La Corte di Cassazione ha dichiarato inammissibile il ricorso di Filippo Graviano, boss mafioso del clan di Brancaccio, confermando così il regime di carcere duro del 41 bis. Graviano, condannato all’ergastolo per il suo ruolo nelle stragi del 1992 e del 1993 e nell’omicidio del parroco Pino Puglisi, aveva chiesto la revoca del regime speciale di detenzione
Graviano aveva presentato ricorso sostenendo la violazione dei suoi diritti costituzionali e dichiarando di aver intrapreso un percorso di rieducazione e dissociazione dalla mafia. Tuttavia, la Cassazione ha ritenuto che la sua dissociazione dichiarata non fosse sufficiente, sottolineando che Graviano manteneva contatti con il clan tramite familiari, rappresentando così un rischio per la sicurezza pubblica. Inoltre, secondo i giudici di merito e di legittimita’, la dissociazione da Cosa nostra, dichiarata pubblicamente da Filippo Graviano nel 2021, non equivale a collaborazione.
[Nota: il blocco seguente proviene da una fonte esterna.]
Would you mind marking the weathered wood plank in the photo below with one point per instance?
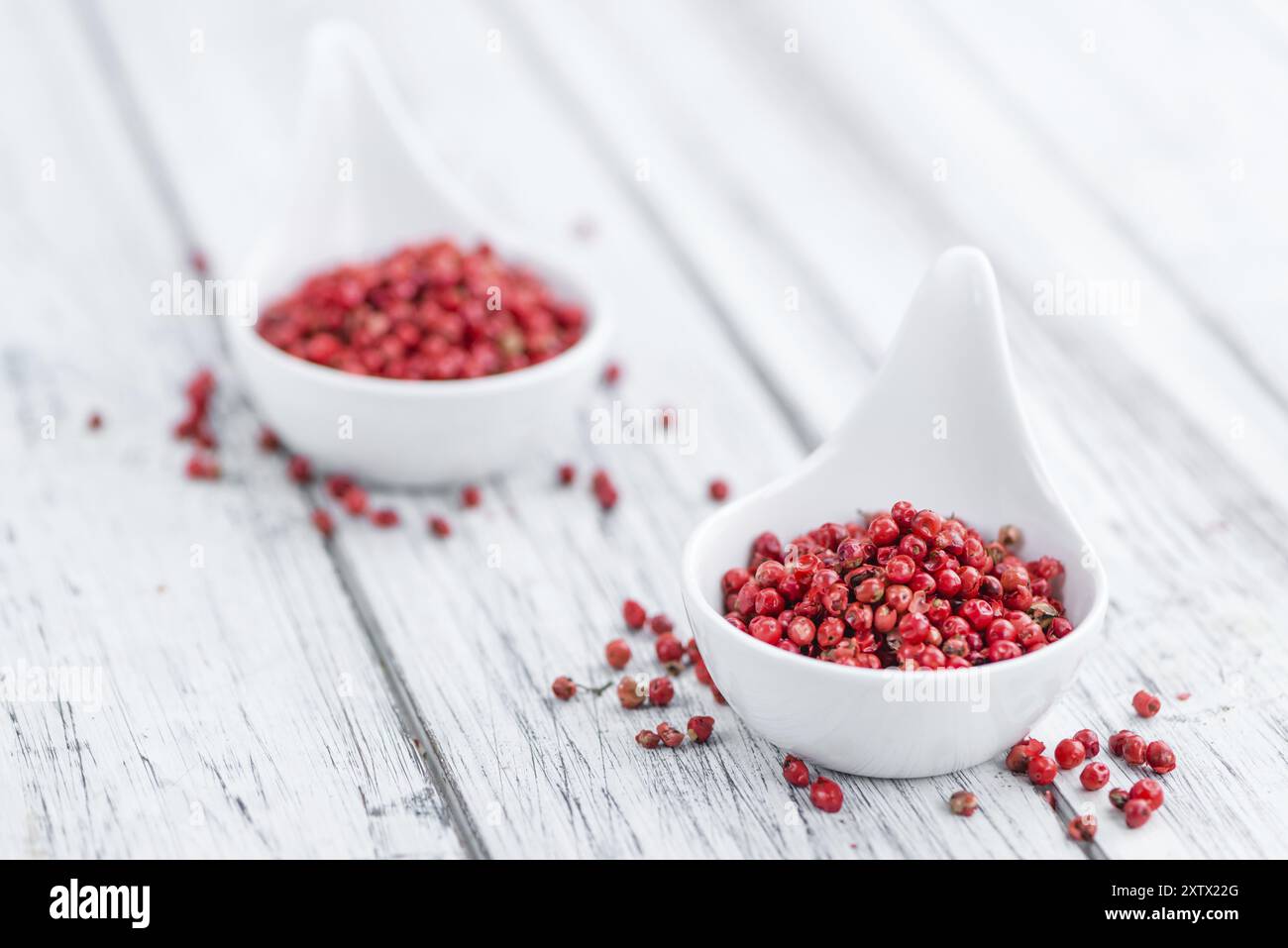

Il 41 bis, noto come “carcere duro”, è una misura volta a isolare i capi delle organizzazioni criminali per impedire loro di continuare a dirigere attività illecite anche dal carcere. La Cassazione ha ribadito che questa misura è fondamentale per mantenere la sicurezza e l’ordine pubblico, e non è una forma di punizione aggiuntiva.